In England, this common-law right of disposition was greatly restrained, on the part of religious corporations, by numerous statutes from 13 Ed. 1 (c. 41), to 5 Geo. 3. (ch. 17), and particularly by several statutes passed in the reign of Elizabeth. By those statutes the common-law right of disposition *123was taken away as to religious corporations. But it is enough to say that none of those statutes formed a part of the law of the Colony of ¡New York, at the adoption of our first constitution, and have not since been reenacted in this State; although the act of March, 1806, and the eleventh section of the act of 1813, are in effect a restraint upon such common-law right of alienation. Still it is understood that the right remained (Dutch Church in Garden Street v. Mott, 7 Paige, 77, 83), and-that the act of March, 1806, was passed merely to remove a doubt whether the English statutes were not applicable to church property here (Mott v. Dutch Church in Garden Street, supra). And the object, therefore, of that act was to give to every religions corporation an unlimited power to convey its real property, provided the previous consent of the Court was obtained.

The English statutes to which I have referred were enacted for no other purpose than to take from religious corporations their common-law powers of alienation. If such common-law powers had not existed, the Statutes of Westminster were supererogative and needless, and we should have to impute to the British Parliament ignorance of their own common law.

The first general incorporating act of religious societies, in this State, was passed in 1784 (1 Greenleaf ed. Laws of 1784, p. 71). That statute did not contain the present eleventh section of the act of 1813; and whether, until the act of 1806, there was any restraint upon alienation, depended upon whether the statutes of England, in regard to religious corporations, had been adopted by the colonial government in this country, of which Chancellor Walworth says there was a doubt (supra). Consequently, the special acts of 1803, authorizing sales of church property, were passed, and also the general act of 1806.

The reexamination of this question has confirmed the opinion I have heretofore expressed, that in this country, at least, the common-law right of alienation has not been taken away, unless the required sanction of the Court to a sale can be construed into something more than a restraint upon alienation.

The question, however, is of but little importance, inasmuch *124as it is not doubted, I think, that the only correct construction of the statute is, that with the approbation of the Court a religious corporation can convey its real property, and give a valid title in fee, in the same manner and with like effect as other corporations.

I have examined the exceptions taken to the exclusion of evidence offered by the plaintiff, and do not think any of them well taken.

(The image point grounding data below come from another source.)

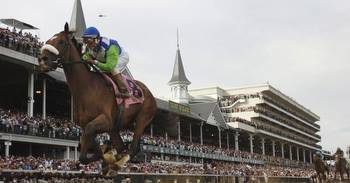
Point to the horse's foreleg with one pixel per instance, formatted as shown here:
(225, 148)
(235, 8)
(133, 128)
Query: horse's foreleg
(99, 125)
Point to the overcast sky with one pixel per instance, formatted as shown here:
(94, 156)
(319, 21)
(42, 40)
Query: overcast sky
(301, 47)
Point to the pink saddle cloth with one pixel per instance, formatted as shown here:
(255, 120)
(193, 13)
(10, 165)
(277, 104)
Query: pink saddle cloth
(135, 91)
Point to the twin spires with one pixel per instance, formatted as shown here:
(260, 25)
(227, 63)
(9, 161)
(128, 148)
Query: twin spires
(179, 82)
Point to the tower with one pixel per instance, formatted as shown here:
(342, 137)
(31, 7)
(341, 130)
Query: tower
(179, 82)
(77, 21)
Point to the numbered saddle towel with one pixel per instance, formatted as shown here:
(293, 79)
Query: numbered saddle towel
(135, 91)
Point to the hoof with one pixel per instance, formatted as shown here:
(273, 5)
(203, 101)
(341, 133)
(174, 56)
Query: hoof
(122, 161)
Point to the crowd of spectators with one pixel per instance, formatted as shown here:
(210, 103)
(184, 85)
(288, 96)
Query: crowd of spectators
(29, 165)
(20, 123)
(20, 41)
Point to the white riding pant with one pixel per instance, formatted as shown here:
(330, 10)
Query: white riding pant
(123, 60)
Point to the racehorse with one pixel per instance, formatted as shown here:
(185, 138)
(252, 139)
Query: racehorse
(95, 106)
(321, 168)
(341, 166)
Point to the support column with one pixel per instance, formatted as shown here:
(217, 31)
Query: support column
(7, 148)
(201, 133)
(30, 98)
(251, 138)
(191, 132)
(75, 153)
(236, 141)
(178, 131)
(228, 140)
(263, 145)
(219, 137)
(68, 152)
(297, 153)
(44, 100)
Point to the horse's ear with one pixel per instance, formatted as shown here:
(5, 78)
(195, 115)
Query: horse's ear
(66, 28)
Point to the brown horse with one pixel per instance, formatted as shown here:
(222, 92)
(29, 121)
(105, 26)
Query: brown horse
(341, 166)
(95, 106)
(321, 168)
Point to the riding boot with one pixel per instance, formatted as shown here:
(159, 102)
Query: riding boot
(118, 80)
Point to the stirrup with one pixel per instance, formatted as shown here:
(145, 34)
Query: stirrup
(124, 94)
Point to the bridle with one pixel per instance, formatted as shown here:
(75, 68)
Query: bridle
(59, 61)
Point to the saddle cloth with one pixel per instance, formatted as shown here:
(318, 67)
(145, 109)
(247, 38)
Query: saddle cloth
(135, 91)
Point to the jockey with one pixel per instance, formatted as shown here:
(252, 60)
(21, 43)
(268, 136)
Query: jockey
(339, 152)
(319, 154)
(107, 55)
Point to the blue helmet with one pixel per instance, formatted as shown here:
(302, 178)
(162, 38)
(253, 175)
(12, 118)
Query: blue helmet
(91, 32)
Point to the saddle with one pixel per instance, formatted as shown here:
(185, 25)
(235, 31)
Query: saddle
(137, 96)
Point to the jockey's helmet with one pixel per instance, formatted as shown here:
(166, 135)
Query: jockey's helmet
(91, 32)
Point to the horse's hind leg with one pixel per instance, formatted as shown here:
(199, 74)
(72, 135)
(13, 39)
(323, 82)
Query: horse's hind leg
(98, 125)
(117, 142)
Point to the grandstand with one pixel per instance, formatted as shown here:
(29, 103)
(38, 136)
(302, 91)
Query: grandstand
(207, 131)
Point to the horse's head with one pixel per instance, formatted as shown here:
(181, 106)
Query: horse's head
(55, 51)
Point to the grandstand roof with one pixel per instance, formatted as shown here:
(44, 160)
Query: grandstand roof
(17, 24)
(77, 21)
(210, 112)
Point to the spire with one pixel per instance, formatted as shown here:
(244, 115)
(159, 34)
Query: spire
(77, 21)
(177, 38)
(178, 76)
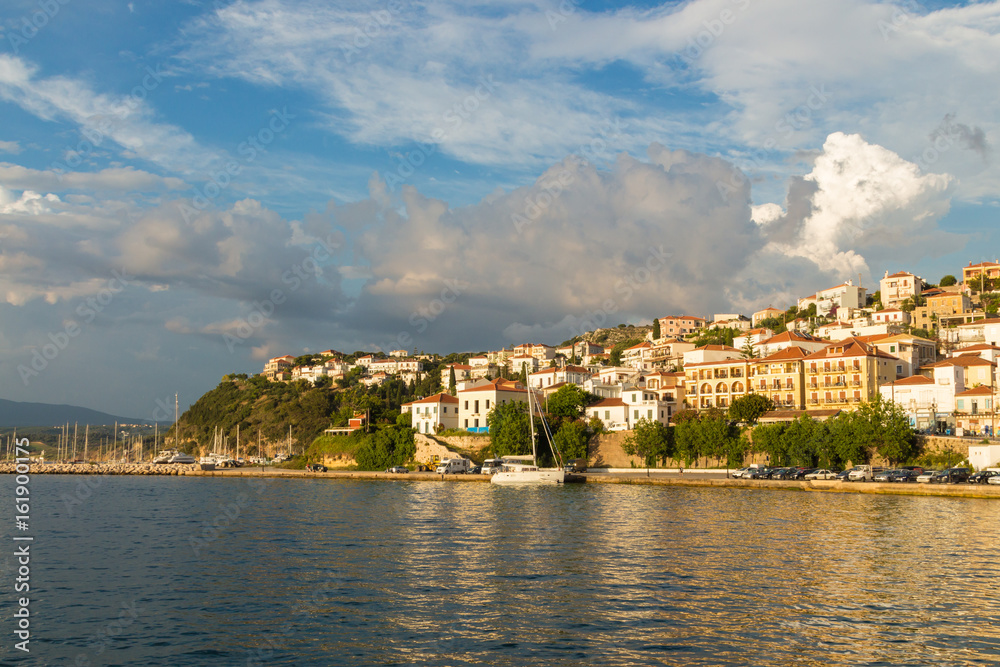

They were offers of evidence of matters transpiring after the order had been made by the Supreme Court, and after the deed of the premises had been executed and delivered to the defendants, and would at most have tended to show that some, and possibly a majority of the corporators, did not approve of or consent to the transfer. For the reason I have already stated, such evidence would have been immaterial upon the issues in the case, and ineffectual to impair or defeat the defendants’ title, and were therefore properly excluded.

I find no error in the decision or judgment, and think they should be affirmed, with costs.